A practice used by a gazillion social pundits, content curation is the act of finding, aggregating, organizing and distributing the best and most relevant content on a specific issue to a specific audience. Content curation has created social icons out of, well, curators. Curators find success in the concept that “we don’t care what you think, we care what everyone else thinks.”
Maybe that’s the way it’s always been. Your favorite professor or teacher or newscaster for that matter does a great job presenting the ideas and events of the world, not in actually creating those ideas.
According to Hootsuite (saw that one coming, didn’t you), the ideal ratio will vary by industry and organization, a good rule of thumb is to share content that is 40% your own and 60% curated, making adjustments to this ratio as you discover what resonates best with your audience.
And if you believe that clicks are great but the end game is conversions (that’s what we think, BTW), then you’ll want to keep close eye on your ratio. Curate just third party content and your conversions will suffer, but not as much as if you just toot your own and don’t curate at all. The balance seems to be 50% – 75% third party and the rest your own content.

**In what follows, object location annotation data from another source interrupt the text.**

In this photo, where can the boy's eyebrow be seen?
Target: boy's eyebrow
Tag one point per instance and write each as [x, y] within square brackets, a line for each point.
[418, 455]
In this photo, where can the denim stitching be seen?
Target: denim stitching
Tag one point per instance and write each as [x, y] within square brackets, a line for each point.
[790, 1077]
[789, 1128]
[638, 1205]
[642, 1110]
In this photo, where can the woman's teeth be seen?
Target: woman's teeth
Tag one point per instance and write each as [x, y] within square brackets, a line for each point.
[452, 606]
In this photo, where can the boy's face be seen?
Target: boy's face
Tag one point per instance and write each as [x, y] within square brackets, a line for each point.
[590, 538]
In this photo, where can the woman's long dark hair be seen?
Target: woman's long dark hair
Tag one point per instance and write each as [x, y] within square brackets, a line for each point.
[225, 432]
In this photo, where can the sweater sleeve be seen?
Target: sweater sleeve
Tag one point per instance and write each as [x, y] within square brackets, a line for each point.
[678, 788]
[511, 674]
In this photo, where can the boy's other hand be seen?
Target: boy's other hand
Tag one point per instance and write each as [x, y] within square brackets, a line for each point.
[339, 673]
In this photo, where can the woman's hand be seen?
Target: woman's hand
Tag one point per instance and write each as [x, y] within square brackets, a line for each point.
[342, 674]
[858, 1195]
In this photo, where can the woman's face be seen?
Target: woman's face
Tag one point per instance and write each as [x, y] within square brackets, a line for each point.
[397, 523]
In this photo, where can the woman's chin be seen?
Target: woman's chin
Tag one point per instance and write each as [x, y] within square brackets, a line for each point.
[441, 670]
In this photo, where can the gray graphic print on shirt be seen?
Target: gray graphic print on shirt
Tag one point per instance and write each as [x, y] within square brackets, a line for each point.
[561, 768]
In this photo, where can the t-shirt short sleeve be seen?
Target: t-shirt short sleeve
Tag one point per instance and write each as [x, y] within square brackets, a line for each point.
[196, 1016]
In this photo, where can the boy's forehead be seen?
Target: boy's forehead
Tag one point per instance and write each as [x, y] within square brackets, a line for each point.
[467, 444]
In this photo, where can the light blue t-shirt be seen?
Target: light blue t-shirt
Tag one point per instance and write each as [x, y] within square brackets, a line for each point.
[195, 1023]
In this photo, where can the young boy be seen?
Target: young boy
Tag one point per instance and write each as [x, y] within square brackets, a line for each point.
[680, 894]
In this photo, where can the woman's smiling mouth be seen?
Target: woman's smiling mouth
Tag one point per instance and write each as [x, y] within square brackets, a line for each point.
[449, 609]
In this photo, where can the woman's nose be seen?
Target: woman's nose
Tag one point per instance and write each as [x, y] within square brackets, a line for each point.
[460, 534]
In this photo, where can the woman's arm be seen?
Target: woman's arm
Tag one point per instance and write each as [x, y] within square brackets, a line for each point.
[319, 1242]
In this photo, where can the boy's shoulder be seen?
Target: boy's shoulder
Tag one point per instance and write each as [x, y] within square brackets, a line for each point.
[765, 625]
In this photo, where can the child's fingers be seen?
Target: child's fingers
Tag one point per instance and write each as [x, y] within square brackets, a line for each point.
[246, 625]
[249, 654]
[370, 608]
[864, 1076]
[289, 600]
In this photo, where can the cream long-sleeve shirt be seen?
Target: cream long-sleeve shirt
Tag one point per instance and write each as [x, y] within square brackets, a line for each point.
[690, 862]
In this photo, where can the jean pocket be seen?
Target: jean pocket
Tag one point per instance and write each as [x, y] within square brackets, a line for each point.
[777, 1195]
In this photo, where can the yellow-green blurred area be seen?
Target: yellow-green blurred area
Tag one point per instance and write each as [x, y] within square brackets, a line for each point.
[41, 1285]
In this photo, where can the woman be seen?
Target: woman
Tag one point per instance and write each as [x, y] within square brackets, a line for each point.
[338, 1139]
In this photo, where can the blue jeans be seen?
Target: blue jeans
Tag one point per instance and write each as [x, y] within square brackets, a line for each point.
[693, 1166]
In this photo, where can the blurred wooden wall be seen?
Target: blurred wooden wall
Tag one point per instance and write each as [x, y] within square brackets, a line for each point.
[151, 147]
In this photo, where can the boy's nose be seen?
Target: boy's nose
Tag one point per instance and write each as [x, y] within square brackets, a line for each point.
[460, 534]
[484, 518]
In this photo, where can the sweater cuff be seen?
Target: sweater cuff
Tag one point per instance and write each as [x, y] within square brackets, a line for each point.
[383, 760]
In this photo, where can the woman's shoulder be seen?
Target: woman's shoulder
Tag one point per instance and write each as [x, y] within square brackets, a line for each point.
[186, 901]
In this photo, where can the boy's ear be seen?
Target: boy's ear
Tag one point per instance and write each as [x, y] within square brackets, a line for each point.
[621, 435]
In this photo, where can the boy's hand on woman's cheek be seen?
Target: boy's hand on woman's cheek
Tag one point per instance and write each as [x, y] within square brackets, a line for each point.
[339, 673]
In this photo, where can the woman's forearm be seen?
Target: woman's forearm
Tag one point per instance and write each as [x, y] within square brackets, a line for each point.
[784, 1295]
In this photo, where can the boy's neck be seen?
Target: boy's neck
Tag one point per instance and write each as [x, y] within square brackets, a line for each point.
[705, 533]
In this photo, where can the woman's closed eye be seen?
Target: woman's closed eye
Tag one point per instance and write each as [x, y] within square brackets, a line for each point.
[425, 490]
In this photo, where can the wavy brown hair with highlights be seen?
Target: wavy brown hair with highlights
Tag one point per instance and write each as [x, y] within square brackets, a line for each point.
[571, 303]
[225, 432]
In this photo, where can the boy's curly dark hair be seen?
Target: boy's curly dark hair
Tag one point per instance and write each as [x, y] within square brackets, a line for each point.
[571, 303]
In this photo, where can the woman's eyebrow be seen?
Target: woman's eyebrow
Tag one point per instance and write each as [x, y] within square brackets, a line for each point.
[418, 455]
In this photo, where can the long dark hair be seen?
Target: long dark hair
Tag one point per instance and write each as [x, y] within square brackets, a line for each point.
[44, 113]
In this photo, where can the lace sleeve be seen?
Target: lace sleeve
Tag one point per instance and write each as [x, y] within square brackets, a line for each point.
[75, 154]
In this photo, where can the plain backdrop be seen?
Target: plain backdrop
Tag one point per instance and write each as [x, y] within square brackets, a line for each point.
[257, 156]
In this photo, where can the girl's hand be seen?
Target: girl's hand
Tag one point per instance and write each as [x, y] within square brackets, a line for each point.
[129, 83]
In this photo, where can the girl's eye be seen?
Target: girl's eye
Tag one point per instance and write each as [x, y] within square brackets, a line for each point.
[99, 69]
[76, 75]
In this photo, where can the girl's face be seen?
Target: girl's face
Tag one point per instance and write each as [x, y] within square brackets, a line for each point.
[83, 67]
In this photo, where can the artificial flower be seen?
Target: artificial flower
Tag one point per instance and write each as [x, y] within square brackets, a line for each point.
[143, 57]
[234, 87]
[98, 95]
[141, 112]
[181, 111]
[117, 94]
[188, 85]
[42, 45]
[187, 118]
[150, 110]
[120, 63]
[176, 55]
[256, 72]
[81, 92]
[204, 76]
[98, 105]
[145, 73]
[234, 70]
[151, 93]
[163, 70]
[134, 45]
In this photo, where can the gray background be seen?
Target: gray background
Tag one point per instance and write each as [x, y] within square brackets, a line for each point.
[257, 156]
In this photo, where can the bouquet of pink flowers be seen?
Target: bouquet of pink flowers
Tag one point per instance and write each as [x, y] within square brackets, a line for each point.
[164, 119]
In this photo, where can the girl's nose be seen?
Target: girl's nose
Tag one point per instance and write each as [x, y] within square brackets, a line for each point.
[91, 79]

(Chart stolen in broad daylight from convinceandconvert.com.)
We used to call that, it’s not what you know, it’s who you know.
That’s like the argument, who gets the credit? The guy who did the great work? Or the guy who found and hired the guy who did the great work? And please excuse my gender bias; I chose to say ‘the guy’ rather than ‘the woman’. That decision is a whole different post, which of course, I’ll curate.